何より私とマリアーネって、未だに貴族だとかそういうの気にしないのよね。もちろん公の場ではきちんと分別をつけるけど、街へ出向けば屋台での買い食いもするし、手ごろな岩があれば平気で座ったりもする。もちろんミシェッタたちは口うるさく言うけど、こればっかりは長年しみこんだ庶民感覚だからと押し通している。おかげで最近では、分別をつけてればそこまで小言も言われなくなったけど。
……よし。ちょっとズルだけど、アレでいくか。
「……そうですか、残念です」
「すみません。ですが──」
「折角ティアナの弟妹方に、美味しいお土産をご用意しようと思いましたのに」
「…………え」
私の言葉にティアナの声が掠れ、表情が固まる。
「以前お話したように私は色々な知識がありまして……ティアナさんもお弁当などで、初めて見た料理とかありませんでしたか?」
「あ、はい。幾つか……アレってレミリア様が?」
「ええ。正確には、私やマリアーネが家の者たちに作り方を教えたんですけどね。同じように、街の方々にも広まっている料理もありますわ。そして──
ずいっとティアナの方へ乗り出し、笑顔を浮かべる。
「よろしければ、貴女の弟妹方へ特製のスイーツをお作り致したいと思ったのですが……」
「特製スイーツ……ですか?」
ティアナがごくりと喉をならす。貴族だろうが平民だろうが、美味しいものはおいしいのだ。それに食に関しては私の事を信頼してくれているようで、まだ見ぬスイーツに心が揺れているがわかる。
「ええ。牛乳を使った、甘くて冷たいスイーツ──アイスクリームと言いいますのよ」
「アイスクリーム……」
「ですが残念です。お土産にと腕によりをかけてお作りしたかったんですが……」
「うぅっ……」
わざとらしく悲しそうな顔を向けて、少し残念そうな目をティアナに向ける。案の定、家族思いのティアナは、それを家族……とくに弟妹に食べさせてあげたいとの葛藤に苛まれる。うん、純粋な家族愛に付け込むなんて、私はなんて悪党なんでしょう! ……あ、違った。なんて悪役令嬢なんでしょう!
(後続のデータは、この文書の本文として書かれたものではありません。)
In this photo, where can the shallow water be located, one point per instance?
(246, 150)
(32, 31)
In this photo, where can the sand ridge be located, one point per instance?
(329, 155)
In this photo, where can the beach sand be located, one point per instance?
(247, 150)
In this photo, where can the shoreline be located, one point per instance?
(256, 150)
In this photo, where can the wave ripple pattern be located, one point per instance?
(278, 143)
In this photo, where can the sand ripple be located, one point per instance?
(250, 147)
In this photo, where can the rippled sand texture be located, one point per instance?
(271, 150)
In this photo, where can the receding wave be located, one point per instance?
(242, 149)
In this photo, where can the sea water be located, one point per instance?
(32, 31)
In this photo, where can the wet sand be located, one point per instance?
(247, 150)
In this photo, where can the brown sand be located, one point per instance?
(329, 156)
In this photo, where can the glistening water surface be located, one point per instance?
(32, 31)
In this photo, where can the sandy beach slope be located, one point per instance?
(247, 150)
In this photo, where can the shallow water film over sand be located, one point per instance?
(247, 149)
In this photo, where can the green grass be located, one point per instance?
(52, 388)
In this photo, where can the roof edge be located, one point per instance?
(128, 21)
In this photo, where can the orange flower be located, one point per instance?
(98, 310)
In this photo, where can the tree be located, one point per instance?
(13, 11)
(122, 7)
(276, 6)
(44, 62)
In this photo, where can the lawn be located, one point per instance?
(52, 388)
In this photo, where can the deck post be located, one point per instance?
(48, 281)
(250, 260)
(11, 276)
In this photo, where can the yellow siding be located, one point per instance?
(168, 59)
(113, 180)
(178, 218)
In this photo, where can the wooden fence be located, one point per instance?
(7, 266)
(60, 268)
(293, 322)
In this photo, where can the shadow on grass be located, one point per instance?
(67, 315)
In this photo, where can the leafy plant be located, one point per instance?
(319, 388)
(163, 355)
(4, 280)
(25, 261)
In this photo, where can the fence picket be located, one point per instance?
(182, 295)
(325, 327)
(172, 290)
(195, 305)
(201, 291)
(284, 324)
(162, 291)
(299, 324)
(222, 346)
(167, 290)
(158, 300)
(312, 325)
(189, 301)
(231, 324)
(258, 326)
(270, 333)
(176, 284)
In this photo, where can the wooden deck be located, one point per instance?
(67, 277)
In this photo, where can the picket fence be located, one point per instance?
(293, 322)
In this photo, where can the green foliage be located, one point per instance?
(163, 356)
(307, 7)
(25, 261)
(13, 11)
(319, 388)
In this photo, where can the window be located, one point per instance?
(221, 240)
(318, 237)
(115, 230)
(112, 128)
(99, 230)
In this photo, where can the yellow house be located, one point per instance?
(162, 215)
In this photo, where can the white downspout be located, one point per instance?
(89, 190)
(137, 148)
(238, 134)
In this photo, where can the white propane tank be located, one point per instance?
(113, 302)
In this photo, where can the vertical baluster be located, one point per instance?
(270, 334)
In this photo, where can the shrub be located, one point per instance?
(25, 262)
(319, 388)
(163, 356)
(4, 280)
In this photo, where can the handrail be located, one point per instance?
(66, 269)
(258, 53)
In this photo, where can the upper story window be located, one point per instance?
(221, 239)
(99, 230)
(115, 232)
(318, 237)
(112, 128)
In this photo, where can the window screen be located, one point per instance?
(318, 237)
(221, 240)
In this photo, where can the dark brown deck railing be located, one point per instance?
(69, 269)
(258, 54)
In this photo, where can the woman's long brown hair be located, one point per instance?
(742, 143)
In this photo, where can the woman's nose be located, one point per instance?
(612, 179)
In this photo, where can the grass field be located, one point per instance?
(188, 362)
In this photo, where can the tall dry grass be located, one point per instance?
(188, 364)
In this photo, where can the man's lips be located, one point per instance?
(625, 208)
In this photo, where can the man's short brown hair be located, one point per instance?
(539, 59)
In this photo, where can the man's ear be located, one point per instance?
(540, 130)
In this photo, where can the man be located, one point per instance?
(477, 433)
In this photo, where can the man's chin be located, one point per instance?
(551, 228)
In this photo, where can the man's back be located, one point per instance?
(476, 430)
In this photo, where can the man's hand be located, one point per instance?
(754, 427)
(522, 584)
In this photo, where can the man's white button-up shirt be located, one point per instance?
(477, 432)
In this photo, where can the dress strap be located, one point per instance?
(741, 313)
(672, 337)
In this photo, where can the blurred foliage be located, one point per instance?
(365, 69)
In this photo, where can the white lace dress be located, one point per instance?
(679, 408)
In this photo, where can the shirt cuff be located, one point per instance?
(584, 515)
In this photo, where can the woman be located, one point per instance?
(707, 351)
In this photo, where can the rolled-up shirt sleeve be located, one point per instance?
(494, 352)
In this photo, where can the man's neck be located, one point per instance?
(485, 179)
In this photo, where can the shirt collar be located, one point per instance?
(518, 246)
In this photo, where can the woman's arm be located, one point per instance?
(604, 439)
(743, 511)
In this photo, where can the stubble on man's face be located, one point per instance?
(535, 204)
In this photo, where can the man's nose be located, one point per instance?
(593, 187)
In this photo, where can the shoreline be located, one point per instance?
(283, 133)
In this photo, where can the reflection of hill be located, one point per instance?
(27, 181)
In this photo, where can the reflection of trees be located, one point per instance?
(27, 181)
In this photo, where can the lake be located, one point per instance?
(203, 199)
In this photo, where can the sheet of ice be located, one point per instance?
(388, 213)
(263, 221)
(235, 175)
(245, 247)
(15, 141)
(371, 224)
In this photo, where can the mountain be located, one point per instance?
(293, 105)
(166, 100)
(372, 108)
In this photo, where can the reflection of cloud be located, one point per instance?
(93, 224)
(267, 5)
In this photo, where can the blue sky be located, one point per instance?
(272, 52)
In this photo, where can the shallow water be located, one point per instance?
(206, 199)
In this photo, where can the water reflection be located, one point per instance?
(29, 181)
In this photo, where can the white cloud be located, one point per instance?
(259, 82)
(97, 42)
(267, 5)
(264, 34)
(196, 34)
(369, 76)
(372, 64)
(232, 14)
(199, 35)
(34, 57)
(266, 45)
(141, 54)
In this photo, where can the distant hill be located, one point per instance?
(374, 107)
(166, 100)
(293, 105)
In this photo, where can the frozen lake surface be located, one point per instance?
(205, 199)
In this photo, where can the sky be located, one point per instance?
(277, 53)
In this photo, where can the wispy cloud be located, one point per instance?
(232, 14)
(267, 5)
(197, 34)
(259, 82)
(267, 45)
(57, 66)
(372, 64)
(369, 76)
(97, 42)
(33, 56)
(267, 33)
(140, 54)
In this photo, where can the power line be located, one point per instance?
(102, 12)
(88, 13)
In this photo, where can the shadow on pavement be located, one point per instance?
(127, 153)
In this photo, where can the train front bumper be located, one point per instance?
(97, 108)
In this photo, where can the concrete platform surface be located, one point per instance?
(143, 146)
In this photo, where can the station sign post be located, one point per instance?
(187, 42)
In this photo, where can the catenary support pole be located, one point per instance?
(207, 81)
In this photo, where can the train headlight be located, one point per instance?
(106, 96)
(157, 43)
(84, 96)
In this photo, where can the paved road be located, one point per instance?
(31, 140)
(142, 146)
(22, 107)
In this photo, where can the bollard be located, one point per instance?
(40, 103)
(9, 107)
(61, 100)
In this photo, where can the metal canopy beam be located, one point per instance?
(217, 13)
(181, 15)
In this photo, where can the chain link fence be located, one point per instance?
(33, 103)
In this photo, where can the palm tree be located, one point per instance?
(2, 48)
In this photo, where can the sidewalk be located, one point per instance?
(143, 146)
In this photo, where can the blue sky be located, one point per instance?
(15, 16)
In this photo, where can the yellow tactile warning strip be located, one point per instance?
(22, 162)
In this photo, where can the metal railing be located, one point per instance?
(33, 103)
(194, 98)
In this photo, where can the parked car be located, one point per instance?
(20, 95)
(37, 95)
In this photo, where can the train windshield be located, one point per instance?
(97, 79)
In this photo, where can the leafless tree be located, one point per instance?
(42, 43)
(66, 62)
暫し悩むも、一度深い息を吐き出したティアナは、私の方を見て。
「レミリア様、是非とも家にお越し下さい。何もありませんが、出来うる限りの事で歓迎いたします」
「ありがとうティアナ。でも大丈夫よ、貴女の家族方にご迷惑をかけるつもりはないわ。私達は、お友達の家に遊びに行く……ただそれだけなのだからね」
そう言ってもう一度最上級の笑みをティアナに見せる。うん! 本当に楽しみだ! 気持ち的には、都会を離れ田舎の家へお泊りするテレビの企画みたいな感じね。
そんな事を考えて浮かれている私の耳に、なりゆきをじっと見ていたマリアーネとフレイヤの声が。
「レミリア姉さまの本気の笑顔……脳髄にビリビリきますわね」
「本当に……アレがよくレミリアが仰ってる“悪役令嬢”の微笑み……」
なんだかあまり嬉しくない言葉が聞こえた気がしたので、二人の方を見るとあからさまに視線を逸らされた。なんでよぉ、今回はずっと笑顔を称えた気高いご令嬢だったでしょ?